When our son Bill was four or five he carried around a wrench and pushed around a big yellow Tonka truck. He greatly admired the man that came to pump the septic tank — his big truck, the hoses and wrench, and oh yes, the gloves! He almost never played in his room. Dan, our second son, carried a toy phone around, loved the intricacies of anything miniature, and has always found his room to be a sanctuary that was his space alone. They are both developing into fine young men that we are proud of. We celebrate their differences! But more important than what these boys will DO as an occupation is what they will BE as men.
=I have seen men who have lost their jobs in mid-life and are thrown entirely into a tailspin because their only identity was in what they did. Very little of their identity was found in who they were as an individual.=
With our shifting, changing society, job security is almost extinct. Young people can plan to train more than once for careers that are also shifting and changing as fast as our technology advances. Stability is no longer found in what we do or where we live. It must be found in who we are; otherwise we are in danger of being crushed by the changes taking place all around us.
So how does a parent equip a child for a world that is fast evolving, and a society that is eroding, changing, and growing all at the same time? I look back over the years as our children have matured and grown. As we have pondered that question ourselves, I see one very important underlying principal: teach them to live a life of significance!
Just what does that mean? First of all, let’s look at what it doesn’t mean. Today, in our society’s desperate quest for self-esteem, we sometimes buy into the false philosophy that beauty and possessions are our score cards and our significance is measured by that. But this couldn’t be more wrong. One look at the evening news shows us daily the lives of people who have been stripped of possessions and even beauty.
Regularly we hear of people around the world who have lost everything material and many have been hurt or maimed in fierce circumstances. Some will be left only with who they are as individuals. No flash flood or earthquake can wash away their love, courage, intelligence, compassion, or their ingenuity and their faith. These are the things they are on the inside. These are the things that make one’s life significant.
In order to help your child understand he/she is a significant person and can live a life of significance, here are a few things that you can do.
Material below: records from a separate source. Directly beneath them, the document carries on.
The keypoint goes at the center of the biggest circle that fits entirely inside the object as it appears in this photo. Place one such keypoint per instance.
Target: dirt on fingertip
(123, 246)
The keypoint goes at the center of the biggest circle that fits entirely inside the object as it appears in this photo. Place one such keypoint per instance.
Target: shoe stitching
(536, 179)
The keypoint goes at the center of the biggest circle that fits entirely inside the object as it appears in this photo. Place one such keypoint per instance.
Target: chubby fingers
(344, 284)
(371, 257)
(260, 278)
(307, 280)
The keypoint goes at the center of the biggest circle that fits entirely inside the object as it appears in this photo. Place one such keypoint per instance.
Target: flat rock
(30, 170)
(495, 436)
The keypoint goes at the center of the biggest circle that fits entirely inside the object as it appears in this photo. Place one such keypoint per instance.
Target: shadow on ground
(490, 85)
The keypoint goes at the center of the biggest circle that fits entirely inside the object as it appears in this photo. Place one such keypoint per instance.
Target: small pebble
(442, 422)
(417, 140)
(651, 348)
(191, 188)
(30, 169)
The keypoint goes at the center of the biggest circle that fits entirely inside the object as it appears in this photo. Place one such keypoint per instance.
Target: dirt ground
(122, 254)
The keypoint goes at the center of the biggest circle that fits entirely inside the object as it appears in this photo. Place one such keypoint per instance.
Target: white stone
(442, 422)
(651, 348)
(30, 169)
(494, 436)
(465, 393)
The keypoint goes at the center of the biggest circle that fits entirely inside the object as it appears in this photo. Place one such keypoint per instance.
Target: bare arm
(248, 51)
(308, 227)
You will come up with many others as you explore the idea coming from being as opposed to doing.
- Introduce him/her to others using his/her name, demonstrating that this child matters.
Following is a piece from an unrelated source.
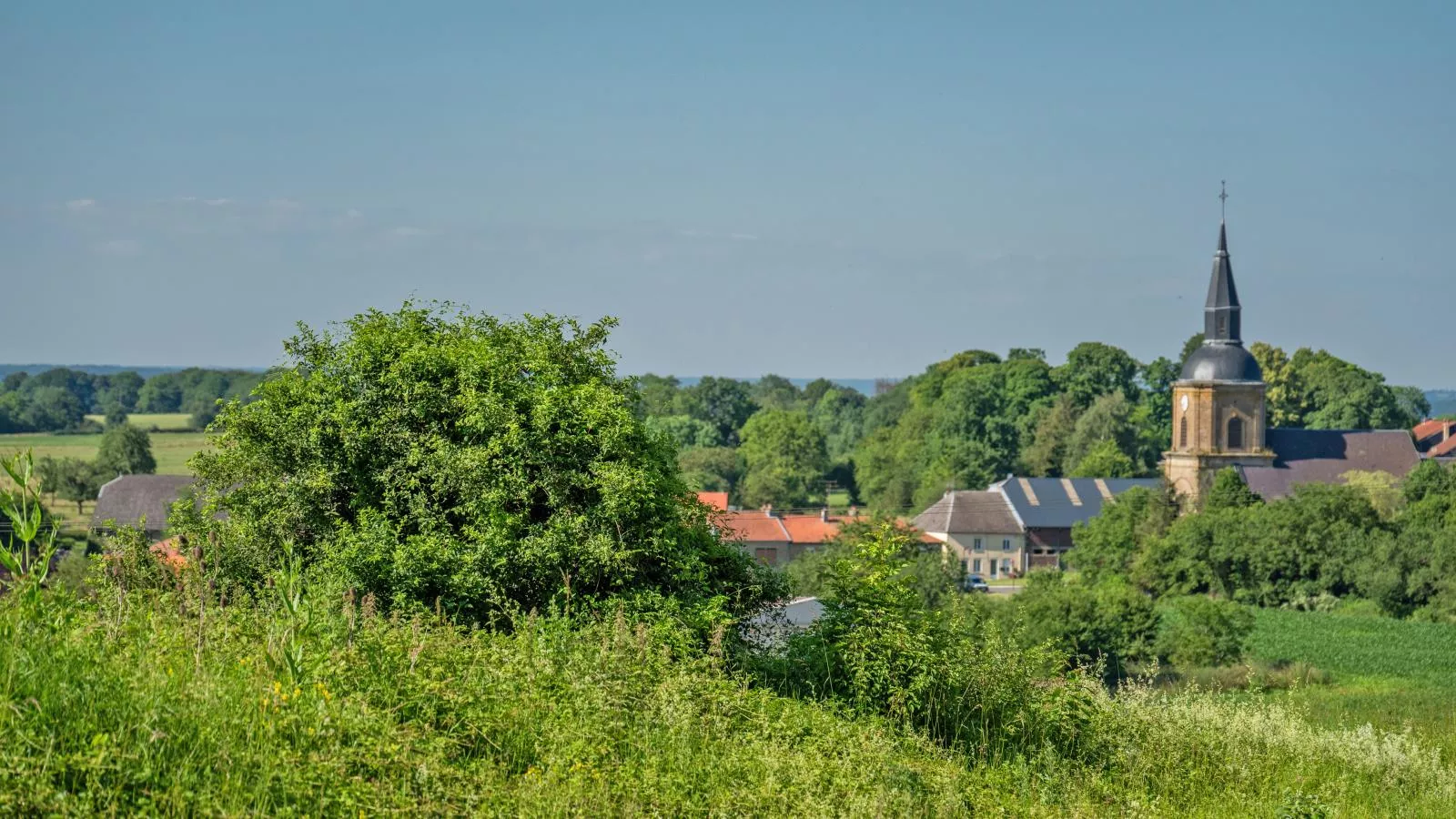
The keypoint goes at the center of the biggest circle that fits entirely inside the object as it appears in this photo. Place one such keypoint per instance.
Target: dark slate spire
(1220, 314)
- Give him/her chores that he/she is capable of and truly appreciate the help and effort put forth.
- Let your child speak for him/her self.
- As your child grows older, ask for your child’s opinions in things that affect the family and show appreciation for their ideas. Children have amazing insights when we truly listen.
- Spend one-on-one time with your child. Even 10 minutes invested with direct eye contact and real listening will make a difference. Knowing he/she matters impacts actions dramatically.
- Trust your child and let him/her know you do.
- As they get older, support them in their ideas as much as possible. Dialogue more and demand/command less.
- Commend character qualities such as compassion, courage, kindness, and caring.
- When your child behaves in a way you disapprove of, let him/her know “that’s not like you” and thus help break patterns of negative behavior.
- Teach them to help others: unsolicited and without expectation of compensation.
- Remind your child daily of the value that God has given him or her: that they are made in His image, that He loves them beyond measure, and that He has made them for a purpose!
Letting a child know he/she has significance as a person builds a courage in him/her to tackle the world and go after what he/she wants. Strength of character anchors one through change as no outer accomplishment can.